Presunto progresso e preoccupante regresso sembrano andare di pari passo.

"Sì. Questa svolta epocale coniuga il massimo della tecnologica con il massimo della mentalità arcaica. Infatti, attraverso le biotecnologie si ritorna a pratiche che speravamo superate grazie alla civiltà. In fondo, l'idea che la donna possa essere ridotta alla sua funzione riproduttiva era presente già nella pratica di usare le schiave qualora si ritenesse sterile la moglie legittima, e nell'antico diritto romano i figli costituivano una sorta di proprietà su cui si poteva esercitare il diritto di vita e di morte. Nella storia dell'umanità si sono praticate varie forme di famiglia e si sono sperimentate tanto la poligamia quanto, sebbene più raramente, la poliandria e presso popoli che abbiamo considerato primitivi si sono già date forme di famiglie aperte, funzionali a processi economici e improntate a un uso strumentale della corporeità e della relazionalità. Il paradosso della contemporaneità è che le tecnologie più sofisticate e impersonali sono messe al servizio di esigenze, desideri, pulsioni che sono, per così dire, un retaggio mai totalmente rimosso nel cuore dell'uomo e che molto ricordano un passato che credevamo passato.
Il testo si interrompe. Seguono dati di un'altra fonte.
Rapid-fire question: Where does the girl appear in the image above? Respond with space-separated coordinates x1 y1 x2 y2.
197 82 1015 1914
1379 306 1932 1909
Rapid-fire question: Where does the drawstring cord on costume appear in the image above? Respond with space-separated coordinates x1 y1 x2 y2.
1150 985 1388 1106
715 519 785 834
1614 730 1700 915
Ciò che è realmente nuovo è il mezzo con cui si soddisfano questi desideri: le biotecnologie, nella loro presunta asettica neutralità, non ci fanno percepire a sufficienza la portata degli atti che compiamo e plasmano una mentalità che rischia di compromettere quei risultati di civiltà, oggi paradossalmente minati in nome del cosiddetto progresso".